One of the most intriguing compounds to be studied as an HIV therapy is mifepristone, a controversial medication sold in the United States as Mifeprex® and used to chemically induce abortions in the early stages of pregnancy. While the scientific rationale behind using mifepristone as an anti-HIV agent has piqued the interest of researchers for several years, the results of a new clinical trial reported Wednesday at the 46th Interscience Conference on Antimicrobial Agents and Chemotherapy (ICAAC) in San Francisco indicate that its therapeutic potential for this indication remains unclear.
One of HIV’s proteins, vpr, is used by the virus to incorporate its genetic material into the nucleus of certain immune system cells in the body. For this to happen, vpr must first bind with a cellular protein, called the glucocorticoid receptor II (GCRII). GCRII is normally activated by the hormone cortisol, which is produced by the adrenal glands situated immediately above the kidneys.
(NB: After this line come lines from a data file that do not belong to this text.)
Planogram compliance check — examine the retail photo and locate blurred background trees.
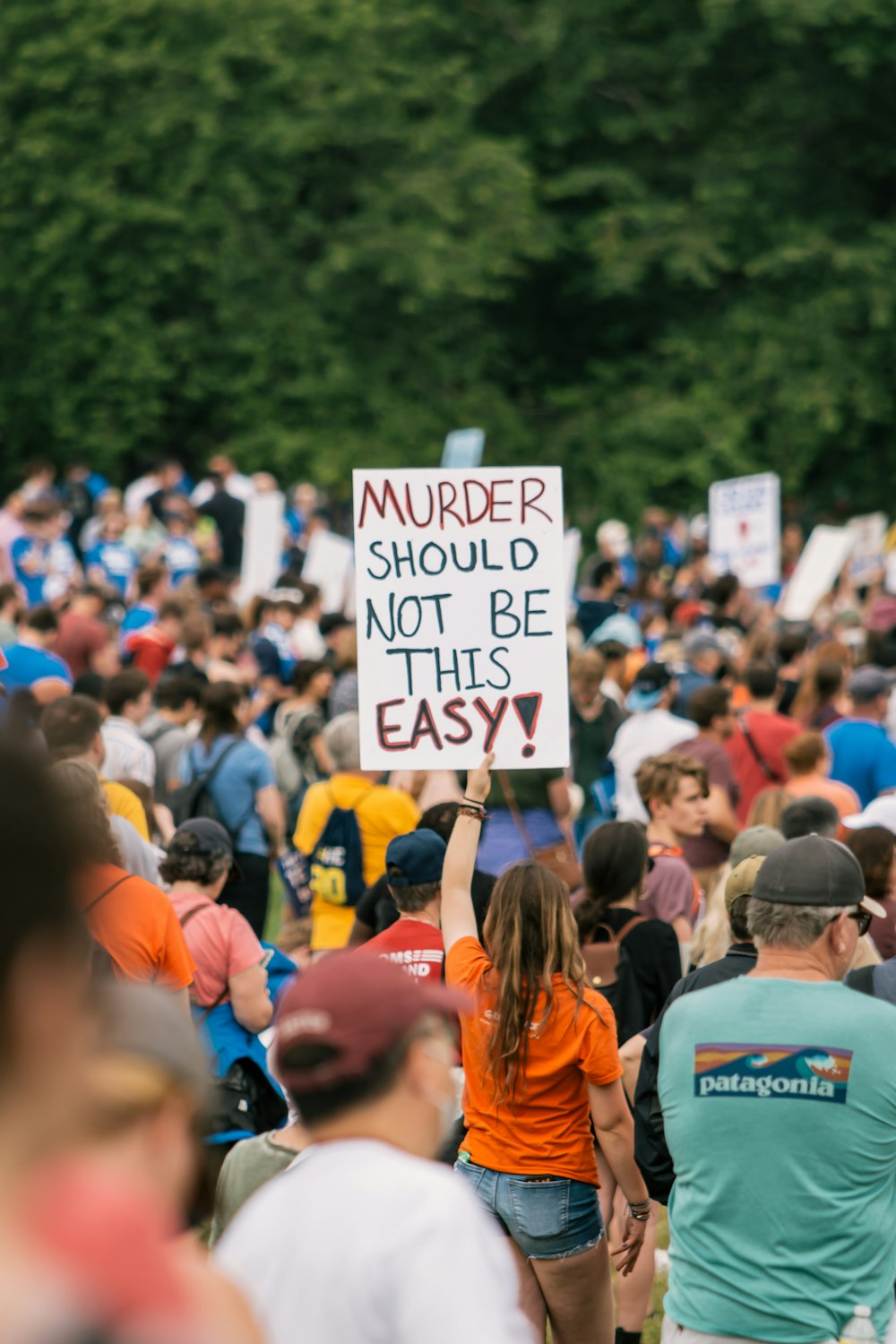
[0,0,896,521]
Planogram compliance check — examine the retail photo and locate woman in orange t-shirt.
[442,755,650,1344]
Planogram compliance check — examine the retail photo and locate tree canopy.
[0,0,896,521]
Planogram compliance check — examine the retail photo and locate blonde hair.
[482,860,603,1105]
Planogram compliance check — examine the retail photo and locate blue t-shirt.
[9,537,49,607]
[162,537,199,588]
[659,976,896,1344]
[84,542,140,597]
[174,733,277,855]
[0,644,71,695]
[825,719,896,808]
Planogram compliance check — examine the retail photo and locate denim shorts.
[454,1158,603,1260]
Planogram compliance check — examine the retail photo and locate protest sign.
[780,524,853,621]
[353,467,570,771]
[847,513,887,588]
[442,429,485,470]
[239,491,286,602]
[302,531,355,616]
[710,472,780,589]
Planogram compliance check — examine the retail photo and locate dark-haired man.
[0,607,73,704]
[726,661,802,827]
[215,956,531,1344]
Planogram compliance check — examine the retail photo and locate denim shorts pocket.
[508,1176,570,1238]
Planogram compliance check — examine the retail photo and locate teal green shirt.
[659,978,896,1344]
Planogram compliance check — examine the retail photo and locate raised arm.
[442,754,495,952]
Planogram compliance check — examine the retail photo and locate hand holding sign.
[355,468,570,771]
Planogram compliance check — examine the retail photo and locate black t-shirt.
[582,906,681,1023]
[355,870,495,938]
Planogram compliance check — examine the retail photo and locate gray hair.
[323,710,361,771]
[747,897,856,952]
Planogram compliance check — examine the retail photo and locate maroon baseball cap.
[274,952,471,1097]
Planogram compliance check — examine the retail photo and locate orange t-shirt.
[444,938,622,1185]
[78,863,196,989]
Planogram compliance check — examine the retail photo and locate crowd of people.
[0,454,896,1344]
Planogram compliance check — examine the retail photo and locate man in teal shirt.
[659,835,896,1344]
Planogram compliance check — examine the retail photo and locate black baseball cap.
[753,836,887,918]
[385,831,447,887]
[168,817,243,882]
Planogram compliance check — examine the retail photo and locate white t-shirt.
[610,710,696,823]
[215,1139,533,1344]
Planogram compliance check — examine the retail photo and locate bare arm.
[442,755,495,952]
[255,784,286,854]
[227,962,274,1032]
[707,784,740,844]
[589,1080,649,1279]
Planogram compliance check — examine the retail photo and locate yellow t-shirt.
[293,774,420,952]
[99,780,149,841]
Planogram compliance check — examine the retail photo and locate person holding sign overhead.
[442,754,650,1344]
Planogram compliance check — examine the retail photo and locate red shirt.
[726,710,805,827]
[358,916,444,980]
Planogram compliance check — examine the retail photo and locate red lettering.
[463,481,492,526]
[358,481,406,527]
[404,486,435,527]
[520,476,554,523]
[439,481,465,529]
[473,695,511,753]
[411,701,442,752]
[376,699,410,752]
[489,481,513,523]
[442,695,473,747]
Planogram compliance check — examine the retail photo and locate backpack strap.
[737,715,788,784]
[847,967,874,996]
[81,873,133,916]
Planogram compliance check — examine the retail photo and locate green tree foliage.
[0,0,896,519]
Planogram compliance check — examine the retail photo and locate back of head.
[847,827,896,900]
[482,860,586,1101]
[40,695,102,761]
[49,761,121,867]
[103,668,149,715]
[745,661,778,701]
[780,797,840,840]
[323,710,361,774]
[782,733,828,774]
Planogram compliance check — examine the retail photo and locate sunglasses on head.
[849,910,874,938]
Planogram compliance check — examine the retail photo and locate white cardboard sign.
[780,523,853,621]
[239,491,286,602]
[353,467,570,771]
[710,472,780,589]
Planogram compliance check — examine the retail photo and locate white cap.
[844,793,896,836]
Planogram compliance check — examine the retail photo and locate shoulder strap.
[847,967,874,995]
[81,873,133,916]
[737,717,786,784]
[495,771,535,859]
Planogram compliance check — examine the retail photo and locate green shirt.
[208,1134,298,1246]
[659,978,896,1344]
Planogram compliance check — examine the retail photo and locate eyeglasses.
[849,909,874,938]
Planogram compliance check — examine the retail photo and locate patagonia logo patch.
[694,1042,853,1105]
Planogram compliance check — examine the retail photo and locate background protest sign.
[780,523,853,621]
[239,491,286,602]
[353,467,570,771]
[710,472,780,589]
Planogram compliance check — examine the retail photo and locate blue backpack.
[309,790,369,906]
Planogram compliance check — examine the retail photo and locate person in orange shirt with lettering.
[442,755,650,1344]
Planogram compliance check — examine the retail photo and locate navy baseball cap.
[168,817,243,882]
[385,831,447,887]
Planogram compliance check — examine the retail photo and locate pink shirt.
[168,890,264,1008]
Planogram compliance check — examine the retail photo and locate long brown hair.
[482,859,600,1105]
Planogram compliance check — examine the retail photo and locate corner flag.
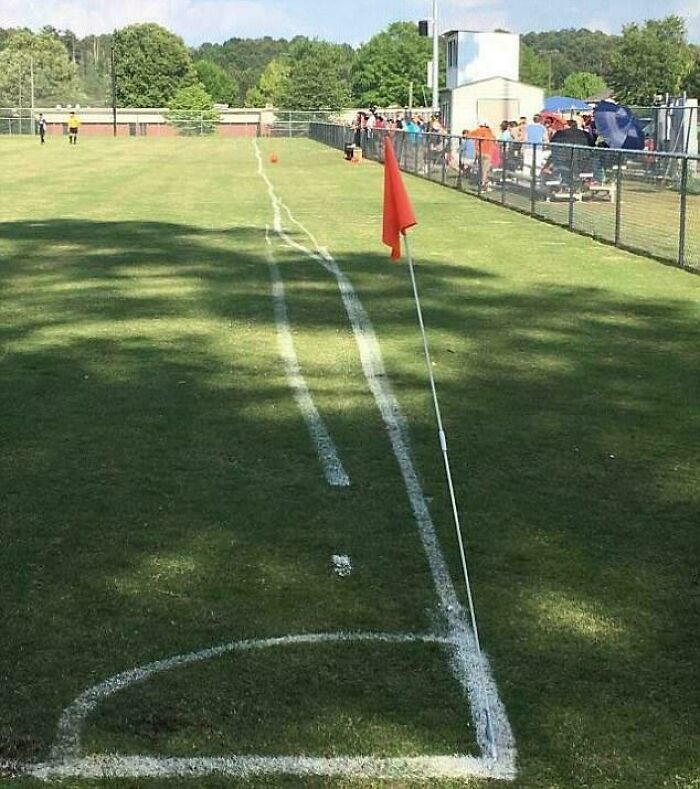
[382,137,418,260]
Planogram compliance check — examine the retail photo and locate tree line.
[0,16,700,110]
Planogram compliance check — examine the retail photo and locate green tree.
[280,39,353,110]
[520,44,549,90]
[114,23,197,107]
[194,60,239,105]
[610,16,693,105]
[683,46,700,99]
[0,30,82,107]
[167,83,220,135]
[245,58,290,107]
[561,71,608,99]
[352,22,433,107]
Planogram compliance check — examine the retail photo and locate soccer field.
[0,139,700,789]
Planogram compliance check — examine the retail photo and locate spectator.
[511,115,527,142]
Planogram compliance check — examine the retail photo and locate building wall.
[443,79,544,134]
[447,31,520,90]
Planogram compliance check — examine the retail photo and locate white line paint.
[28,756,509,785]
[265,228,350,488]
[51,632,449,762]
[254,141,516,776]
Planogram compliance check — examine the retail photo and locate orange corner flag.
[382,137,418,260]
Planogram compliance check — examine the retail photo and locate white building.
[440,30,544,134]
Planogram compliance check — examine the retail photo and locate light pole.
[110,30,117,137]
[433,0,440,114]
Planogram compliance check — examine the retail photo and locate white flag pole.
[403,233,496,758]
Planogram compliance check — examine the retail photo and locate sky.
[0,0,700,46]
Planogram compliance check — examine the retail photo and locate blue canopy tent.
[595,101,644,151]
[543,96,590,112]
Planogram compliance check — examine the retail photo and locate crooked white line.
[50,633,447,772]
[265,223,350,488]
[254,141,516,777]
[30,756,506,782]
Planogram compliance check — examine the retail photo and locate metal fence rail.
[309,123,700,272]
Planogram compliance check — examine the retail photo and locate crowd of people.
[353,108,607,189]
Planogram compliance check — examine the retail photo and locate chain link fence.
[0,107,338,137]
[310,123,700,272]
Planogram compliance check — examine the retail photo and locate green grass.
[0,140,700,789]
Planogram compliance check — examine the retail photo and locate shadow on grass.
[0,221,700,787]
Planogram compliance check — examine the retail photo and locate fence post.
[615,151,622,247]
[501,142,508,205]
[532,143,537,216]
[678,155,688,267]
[569,145,576,230]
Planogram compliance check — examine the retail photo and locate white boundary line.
[253,140,516,776]
[265,222,350,488]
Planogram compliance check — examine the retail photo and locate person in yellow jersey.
[68,112,80,145]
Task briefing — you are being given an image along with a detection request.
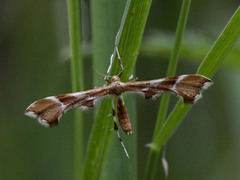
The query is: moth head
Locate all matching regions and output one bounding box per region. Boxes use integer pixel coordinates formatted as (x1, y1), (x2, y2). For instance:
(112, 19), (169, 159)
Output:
(112, 76), (120, 83)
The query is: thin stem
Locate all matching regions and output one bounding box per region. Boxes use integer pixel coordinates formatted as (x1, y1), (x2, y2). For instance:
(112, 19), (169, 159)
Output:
(68, 0), (83, 180)
(145, 3), (240, 179)
(154, 0), (191, 137)
(145, 0), (191, 179)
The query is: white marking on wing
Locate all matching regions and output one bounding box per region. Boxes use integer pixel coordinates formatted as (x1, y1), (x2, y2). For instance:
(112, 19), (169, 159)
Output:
(193, 94), (202, 104)
(37, 118), (50, 127)
(150, 79), (164, 86)
(25, 111), (37, 118)
(202, 82), (213, 90)
(171, 75), (188, 93)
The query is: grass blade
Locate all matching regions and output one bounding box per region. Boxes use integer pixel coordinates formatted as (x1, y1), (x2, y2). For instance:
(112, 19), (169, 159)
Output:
(83, 0), (151, 179)
(68, 0), (84, 179)
(143, 4), (240, 179)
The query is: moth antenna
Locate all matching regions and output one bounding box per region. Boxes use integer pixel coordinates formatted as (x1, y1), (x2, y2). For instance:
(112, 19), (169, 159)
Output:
(161, 145), (169, 178)
(112, 97), (129, 159)
(117, 52), (138, 78)
(92, 66), (109, 77)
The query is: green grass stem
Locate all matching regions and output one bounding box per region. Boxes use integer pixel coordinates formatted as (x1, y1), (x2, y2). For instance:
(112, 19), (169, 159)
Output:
(68, 0), (84, 180)
(82, 0), (151, 180)
(145, 4), (240, 179)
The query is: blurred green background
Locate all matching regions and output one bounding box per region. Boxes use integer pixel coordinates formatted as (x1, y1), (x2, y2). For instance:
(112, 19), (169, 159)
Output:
(0, 0), (240, 180)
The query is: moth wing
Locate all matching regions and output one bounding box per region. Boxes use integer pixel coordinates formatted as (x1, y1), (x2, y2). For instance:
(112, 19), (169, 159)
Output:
(25, 88), (108, 127)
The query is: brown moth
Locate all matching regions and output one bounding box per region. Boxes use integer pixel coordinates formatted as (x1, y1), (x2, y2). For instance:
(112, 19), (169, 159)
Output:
(25, 74), (213, 129)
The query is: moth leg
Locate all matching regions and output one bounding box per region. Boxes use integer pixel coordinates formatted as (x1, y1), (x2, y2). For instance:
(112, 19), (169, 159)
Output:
(112, 97), (129, 158)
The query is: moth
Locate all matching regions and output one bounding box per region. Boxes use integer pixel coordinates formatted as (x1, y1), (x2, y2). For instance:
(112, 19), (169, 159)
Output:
(25, 74), (213, 131)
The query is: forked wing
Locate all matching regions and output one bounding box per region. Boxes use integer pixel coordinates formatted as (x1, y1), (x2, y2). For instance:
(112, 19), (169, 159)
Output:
(25, 87), (109, 127)
(117, 96), (132, 135)
(126, 74), (213, 103)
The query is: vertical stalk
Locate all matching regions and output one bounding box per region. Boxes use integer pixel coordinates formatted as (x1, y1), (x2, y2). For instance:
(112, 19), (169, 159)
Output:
(145, 0), (191, 180)
(68, 0), (83, 180)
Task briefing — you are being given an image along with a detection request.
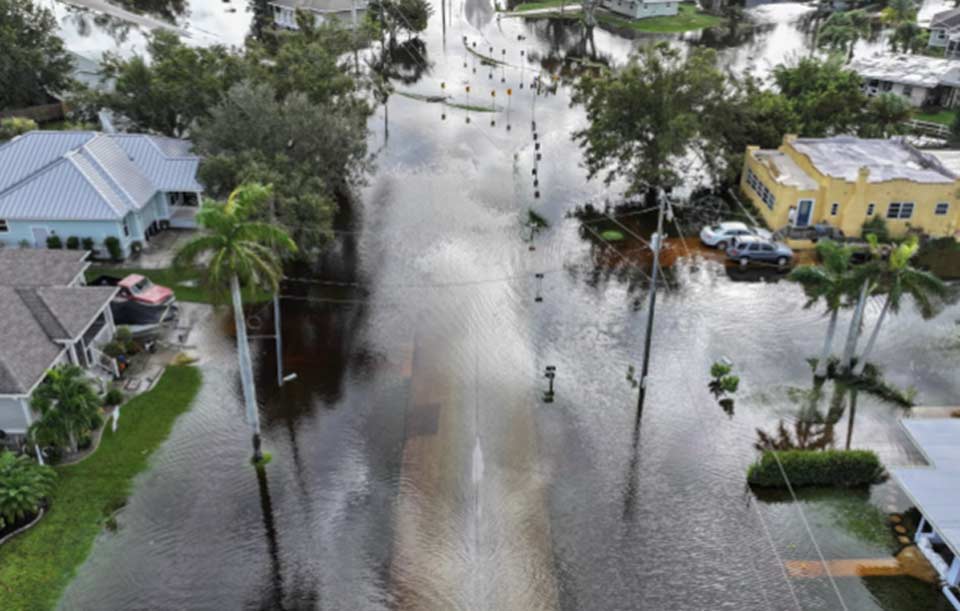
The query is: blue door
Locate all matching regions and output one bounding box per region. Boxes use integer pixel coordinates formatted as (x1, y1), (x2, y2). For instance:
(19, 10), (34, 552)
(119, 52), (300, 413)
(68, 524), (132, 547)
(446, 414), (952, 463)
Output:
(797, 199), (813, 227)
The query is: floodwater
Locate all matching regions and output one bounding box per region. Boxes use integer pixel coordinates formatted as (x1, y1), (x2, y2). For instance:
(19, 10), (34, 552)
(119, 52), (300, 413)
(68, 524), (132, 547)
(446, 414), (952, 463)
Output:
(61, 0), (960, 611)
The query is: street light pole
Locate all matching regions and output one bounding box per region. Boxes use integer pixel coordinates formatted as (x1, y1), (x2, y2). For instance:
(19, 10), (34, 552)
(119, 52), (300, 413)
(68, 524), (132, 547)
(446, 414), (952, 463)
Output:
(634, 189), (664, 430)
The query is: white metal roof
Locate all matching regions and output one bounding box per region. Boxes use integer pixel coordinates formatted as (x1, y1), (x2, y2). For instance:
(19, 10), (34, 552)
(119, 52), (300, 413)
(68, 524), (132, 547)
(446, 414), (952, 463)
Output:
(850, 53), (960, 89)
(793, 136), (957, 184)
(891, 418), (960, 556)
(756, 150), (819, 191)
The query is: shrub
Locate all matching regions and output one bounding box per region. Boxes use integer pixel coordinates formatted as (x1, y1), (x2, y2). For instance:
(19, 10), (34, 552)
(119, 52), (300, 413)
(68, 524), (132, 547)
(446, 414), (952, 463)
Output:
(747, 450), (884, 488)
(861, 215), (890, 244)
(103, 236), (123, 261)
(0, 117), (37, 140)
(103, 387), (123, 406)
(0, 451), (57, 530)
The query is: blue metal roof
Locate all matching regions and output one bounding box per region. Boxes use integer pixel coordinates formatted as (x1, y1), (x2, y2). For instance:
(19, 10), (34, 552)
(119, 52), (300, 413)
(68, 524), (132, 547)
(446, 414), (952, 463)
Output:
(0, 131), (203, 221)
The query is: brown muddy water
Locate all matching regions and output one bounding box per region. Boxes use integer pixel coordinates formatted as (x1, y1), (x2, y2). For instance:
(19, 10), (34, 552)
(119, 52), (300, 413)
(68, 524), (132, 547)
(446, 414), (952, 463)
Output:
(54, 0), (960, 611)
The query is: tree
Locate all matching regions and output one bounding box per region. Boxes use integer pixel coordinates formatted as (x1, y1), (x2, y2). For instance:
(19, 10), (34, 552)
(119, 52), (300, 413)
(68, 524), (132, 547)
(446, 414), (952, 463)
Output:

Mifepristone is approved by the U.S. Food and Drug Administration due to its ability to block progesterone, a hormone that is required during early pregnancy to maintain development of the fetus. If progesterone production is blocked, the fetus will cease development and be expelled from the uterus. It is therefore prescribed by healthcare providers to induce an abortion in women wishing to terminate their pregnancy, if taken within two months of conception.
While mifepristone was being developed for this purpose, researchers discovered that it also blocks GCRII. In turn, test tube and animal studies were conducted and found that mifepristone inhibited the interaction between vpr and GCRII and was associated with anti-HIV activity. A clinical trial involving HIV-positive people was then started in 2005, conducted by the federally funded AIDS Clinical Trials Group (ACTG).
The study, A5200, evaluated three different doses of mifepristone (75mg, 150mg, and 225mg daily) or placebo taken for a total of 28 days. The patients enrolled were required to have CD4 (T4 cell) counts above 350, viral loads above 2000, and no other use of HIV medications within 16 weeks before entering the trial.
Fifty-six HIV-positive people, including one female, were enrolled. A total of 45 patients were included in the analysis.
After 28 days of treatment, cortisol levels in the bloodstream were increased in the mifepristone-treated patients. This was interpreted to mean that the drug does have biological activity against GCRII, as blockage of the receptor would be expected to cause an increase in the production of cortisol. However, mifepristone did not have an effect on the patients’ viral loads or CD4 counts. After 28 days of treatment, viral load did not significantly decrease, nor did CD4 cell counts significant increase, compared to those who took placebo.
Despite the study’s discouraging results, the researchers remain optimistic. Based on the encouraging results seen in animal studies, compounded by the drug’s safety in the ACTG study, a study exploring higher doses of mifepristone in HIV-positive people is planned.